La vicepresidenta segunda y ministra de Trabajo, Yolanda Díaz, reiteró este jueves su oposición a la propuesta de aumento de cuotas presentada por el Ministerio de Seguridad Social a los agentes sociales. Desde Bruselas, la ministra criticó que el planteamiento «penaliza especialmente a los autónomos con rentas más bajas», y defendió que, en una política de cotizaciones progresiva, «la progresividad debe comenzar por las rentas más altas».

Díaz advirtió que Sumar no apoyará la iniciativa si se mantiene en los términos actuales: «Si esta propuesta sigue adelante, nuestro grupo político no la respaldará. No compartimos que se castigue a quienes menos ganan», afirmó. La medida, recordó, debe recibir la convalidación del Congreso para entrar en vigor.

Por su parte, el Ministerio de Seguridad Social señaló que se trata solo de una propuesta inicial, que seguirá siendo debatida con los agentes sociales. El departamento explicó que seis de cada diez autónomos con menores ingresos decidieron sobrecotizar en 2023 para mejorar sus prestaciones, motivo por el cual se propuso un aumento mayor en esos tramos.

Díaz ya había mostrado su rechazo el martes, un día después de que la propuesta se presentara oficialmente. Entonces insistió en que las cuotas deben «estar ligadas directamente a los ingresos reales» y que «la progresividad tiene que empezar por arriba».

El plan del Ministerio establece un incremento desigual de las cuotas: los autónomos con rendimientos netos inferiores a 670 euros mensuales verían una subida del 8,5% en 2026 (de 200 a 217 euros), mientras que quienes ganan entre 1.167 y 1.300 euros pasarían de 291 a 302 euros, un aumento más moderado del 3,78%.
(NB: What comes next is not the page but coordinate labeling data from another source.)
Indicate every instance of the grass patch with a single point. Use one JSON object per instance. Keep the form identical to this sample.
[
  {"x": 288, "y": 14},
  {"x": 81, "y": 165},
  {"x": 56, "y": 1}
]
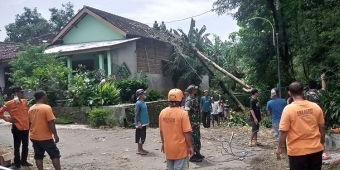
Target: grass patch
[{"x": 63, "y": 120}]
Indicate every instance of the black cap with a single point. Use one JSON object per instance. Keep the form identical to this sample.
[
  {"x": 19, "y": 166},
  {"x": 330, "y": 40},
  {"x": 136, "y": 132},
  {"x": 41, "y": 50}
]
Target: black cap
[
  {"x": 140, "y": 92},
  {"x": 253, "y": 91},
  {"x": 17, "y": 89},
  {"x": 191, "y": 87}
]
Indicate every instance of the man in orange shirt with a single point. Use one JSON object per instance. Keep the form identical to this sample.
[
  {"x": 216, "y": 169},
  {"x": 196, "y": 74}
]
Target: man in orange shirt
[
  {"x": 175, "y": 131},
  {"x": 17, "y": 110},
  {"x": 42, "y": 131},
  {"x": 302, "y": 127}
]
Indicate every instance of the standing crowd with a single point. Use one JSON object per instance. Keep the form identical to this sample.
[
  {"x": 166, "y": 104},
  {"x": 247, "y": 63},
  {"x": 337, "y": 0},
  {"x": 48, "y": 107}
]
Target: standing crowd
[
  {"x": 298, "y": 125},
  {"x": 35, "y": 123}
]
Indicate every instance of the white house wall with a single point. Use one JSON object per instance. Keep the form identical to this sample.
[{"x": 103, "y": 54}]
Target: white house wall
[{"x": 126, "y": 54}]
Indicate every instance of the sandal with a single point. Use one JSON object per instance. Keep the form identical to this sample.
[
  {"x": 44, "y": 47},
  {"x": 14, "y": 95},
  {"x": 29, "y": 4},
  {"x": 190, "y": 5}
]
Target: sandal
[
  {"x": 326, "y": 156},
  {"x": 250, "y": 144},
  {"x": 141, "y": 153}
]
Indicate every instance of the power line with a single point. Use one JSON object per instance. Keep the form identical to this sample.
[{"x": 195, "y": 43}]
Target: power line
[{"x": 178, "y": 20}]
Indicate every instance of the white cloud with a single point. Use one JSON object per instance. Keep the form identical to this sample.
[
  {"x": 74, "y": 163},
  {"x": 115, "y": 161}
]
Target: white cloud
[{"x": 145, "y": 11}]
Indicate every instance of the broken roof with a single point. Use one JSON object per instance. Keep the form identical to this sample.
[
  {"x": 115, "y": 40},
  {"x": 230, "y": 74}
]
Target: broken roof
[
  {"x": 128, "y": 27},
  {"x": 69, "y": 48}
]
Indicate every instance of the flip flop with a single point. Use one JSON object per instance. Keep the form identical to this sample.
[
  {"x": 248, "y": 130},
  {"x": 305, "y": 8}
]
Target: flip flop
[
  {"x": 326, "y": 156},
  {"x": 250, "y": 144},
  {"x": 141, "y": 153}
]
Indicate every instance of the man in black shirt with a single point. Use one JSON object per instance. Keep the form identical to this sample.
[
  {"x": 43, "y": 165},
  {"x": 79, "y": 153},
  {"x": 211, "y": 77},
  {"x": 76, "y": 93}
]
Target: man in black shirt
[{"x": 255, "y": 116}]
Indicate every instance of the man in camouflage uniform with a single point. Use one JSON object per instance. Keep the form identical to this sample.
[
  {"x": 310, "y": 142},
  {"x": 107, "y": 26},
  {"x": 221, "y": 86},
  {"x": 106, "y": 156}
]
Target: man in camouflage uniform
[
  {"x": 313, "y": 94},
  {"x": 192, "y": 105}
]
A partir de ese nivel, los incrementos se hacen más pronunciados. En el tramo más alto -para autónomos con ingresos netos de más de 6.001 euros- la subida alcanzaría el 34,9%. Pese a ello, el Ministerio argumenta que el ajuste en los tres tramos inferiores responde al último proceso de regularización, en el que un 60% de los autónomos de menor renta optó voluntariamente por cotizar más de lo exigido. «Esa fue la base sobre la que elaboramos la propuesta», explican fuentes del departamento, que añaden que la «sensibilidad» hacia los colectivos más vulnerables «ha sido, es y será máxima».
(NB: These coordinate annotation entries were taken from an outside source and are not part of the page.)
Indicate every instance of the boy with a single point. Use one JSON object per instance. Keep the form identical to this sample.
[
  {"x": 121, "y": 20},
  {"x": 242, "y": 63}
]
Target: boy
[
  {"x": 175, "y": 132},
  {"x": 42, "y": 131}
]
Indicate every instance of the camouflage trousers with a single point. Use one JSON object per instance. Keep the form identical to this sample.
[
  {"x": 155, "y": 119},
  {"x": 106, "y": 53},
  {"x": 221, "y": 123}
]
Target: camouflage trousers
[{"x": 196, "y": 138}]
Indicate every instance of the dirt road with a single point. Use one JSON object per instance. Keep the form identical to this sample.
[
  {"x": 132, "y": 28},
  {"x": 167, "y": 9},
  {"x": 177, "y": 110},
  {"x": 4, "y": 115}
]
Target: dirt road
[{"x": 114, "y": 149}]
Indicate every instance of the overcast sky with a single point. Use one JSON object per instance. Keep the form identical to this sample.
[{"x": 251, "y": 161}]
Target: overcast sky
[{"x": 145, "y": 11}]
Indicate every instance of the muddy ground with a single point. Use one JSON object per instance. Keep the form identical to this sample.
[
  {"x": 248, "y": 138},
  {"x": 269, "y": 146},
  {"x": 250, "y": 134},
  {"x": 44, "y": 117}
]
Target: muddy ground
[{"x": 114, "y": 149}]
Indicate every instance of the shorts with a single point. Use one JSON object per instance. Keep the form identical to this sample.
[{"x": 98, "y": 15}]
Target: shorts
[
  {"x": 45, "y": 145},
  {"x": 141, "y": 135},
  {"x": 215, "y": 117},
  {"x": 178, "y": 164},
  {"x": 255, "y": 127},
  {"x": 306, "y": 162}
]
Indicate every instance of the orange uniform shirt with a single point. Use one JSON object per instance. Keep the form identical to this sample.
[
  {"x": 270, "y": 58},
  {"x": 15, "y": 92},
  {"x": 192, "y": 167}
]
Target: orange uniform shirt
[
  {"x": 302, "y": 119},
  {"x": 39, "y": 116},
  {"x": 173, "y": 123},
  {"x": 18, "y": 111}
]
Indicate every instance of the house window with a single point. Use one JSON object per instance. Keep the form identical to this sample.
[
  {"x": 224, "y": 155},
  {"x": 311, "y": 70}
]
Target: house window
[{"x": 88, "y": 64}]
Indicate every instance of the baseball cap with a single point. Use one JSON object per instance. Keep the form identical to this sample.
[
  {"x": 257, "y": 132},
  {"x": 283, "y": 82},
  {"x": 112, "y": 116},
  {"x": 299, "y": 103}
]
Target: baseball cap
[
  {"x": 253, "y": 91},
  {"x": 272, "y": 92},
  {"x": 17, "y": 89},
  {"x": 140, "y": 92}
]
Desde Seguridad Social se pide «calma y diálogo», recordando que esta es una propuesta de partida abierta a modificaciones: «El Gobierno mantiene un contacto constante con todos los representantes y está dispuesto a seguir buscando consensos», señalaron fuentes del ministerio.
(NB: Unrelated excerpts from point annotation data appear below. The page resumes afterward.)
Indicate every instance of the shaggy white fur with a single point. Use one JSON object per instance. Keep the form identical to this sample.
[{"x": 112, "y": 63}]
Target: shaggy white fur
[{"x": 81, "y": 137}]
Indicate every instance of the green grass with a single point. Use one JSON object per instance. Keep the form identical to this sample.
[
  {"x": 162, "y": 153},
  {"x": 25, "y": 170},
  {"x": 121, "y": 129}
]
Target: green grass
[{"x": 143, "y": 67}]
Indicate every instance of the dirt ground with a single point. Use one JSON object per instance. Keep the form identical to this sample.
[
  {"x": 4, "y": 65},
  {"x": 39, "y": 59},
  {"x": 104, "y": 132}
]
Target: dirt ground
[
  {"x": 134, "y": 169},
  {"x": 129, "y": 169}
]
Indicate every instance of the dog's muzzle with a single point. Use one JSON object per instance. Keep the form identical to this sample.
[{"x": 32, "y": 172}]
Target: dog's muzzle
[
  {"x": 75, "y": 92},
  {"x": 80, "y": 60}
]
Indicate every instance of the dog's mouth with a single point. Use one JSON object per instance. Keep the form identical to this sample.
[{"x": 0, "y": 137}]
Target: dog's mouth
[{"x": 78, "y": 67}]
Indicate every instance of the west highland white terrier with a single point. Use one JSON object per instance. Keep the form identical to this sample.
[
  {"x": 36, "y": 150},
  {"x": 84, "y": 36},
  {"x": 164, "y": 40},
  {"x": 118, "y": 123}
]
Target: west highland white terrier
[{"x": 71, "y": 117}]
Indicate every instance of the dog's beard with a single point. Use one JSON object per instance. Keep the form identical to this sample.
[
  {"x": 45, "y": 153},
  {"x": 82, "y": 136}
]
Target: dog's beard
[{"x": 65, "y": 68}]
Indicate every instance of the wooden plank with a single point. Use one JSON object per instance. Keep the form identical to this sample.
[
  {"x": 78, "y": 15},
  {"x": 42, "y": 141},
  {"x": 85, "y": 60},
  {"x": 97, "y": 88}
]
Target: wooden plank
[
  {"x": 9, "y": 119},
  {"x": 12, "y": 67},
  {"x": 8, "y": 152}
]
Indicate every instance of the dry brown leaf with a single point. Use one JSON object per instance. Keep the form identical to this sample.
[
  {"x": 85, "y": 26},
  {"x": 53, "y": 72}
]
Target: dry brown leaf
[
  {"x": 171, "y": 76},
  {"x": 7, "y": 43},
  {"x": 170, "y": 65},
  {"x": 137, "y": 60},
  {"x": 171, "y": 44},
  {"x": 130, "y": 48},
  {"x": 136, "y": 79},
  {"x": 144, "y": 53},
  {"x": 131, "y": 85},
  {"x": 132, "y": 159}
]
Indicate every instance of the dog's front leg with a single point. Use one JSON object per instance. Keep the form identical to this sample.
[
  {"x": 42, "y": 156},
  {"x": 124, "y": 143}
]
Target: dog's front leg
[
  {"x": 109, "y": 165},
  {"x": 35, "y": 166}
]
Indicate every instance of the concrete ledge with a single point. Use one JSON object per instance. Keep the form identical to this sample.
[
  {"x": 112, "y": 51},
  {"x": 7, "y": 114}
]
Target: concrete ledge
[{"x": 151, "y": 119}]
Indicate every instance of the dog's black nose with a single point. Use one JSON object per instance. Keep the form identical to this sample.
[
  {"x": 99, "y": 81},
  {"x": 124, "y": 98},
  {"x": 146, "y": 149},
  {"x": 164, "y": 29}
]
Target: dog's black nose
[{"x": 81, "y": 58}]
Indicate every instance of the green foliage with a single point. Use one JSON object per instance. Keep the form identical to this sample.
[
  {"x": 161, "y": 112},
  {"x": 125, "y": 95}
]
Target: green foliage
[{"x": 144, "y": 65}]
Mientras tanto, la asociación de autónomos ATA, vinculada a la CEOE, ha mostrado un rechazo frontal al plan, mientras que las organizaciones vinculadas a los sindicatos reconocen que se deben introducir ajustes, aunque confían en alcanzar un acuerdo.

El departamento que dirige Elma Saiz considera que la iniciativa da continuidad al acuerdo de 2022, firmado por sindicatos y patronales, cuyo objetivo era que los autónomos coticen según sus ingresos reales, adaptando el sistema a la nueva realidad del trabajo por cuenta propia. Según el ministerio, la transición será gradual y culminará en 2032, cuando las cotizaciones reflejen exactamente los ingresos de cada trabajador autónomo.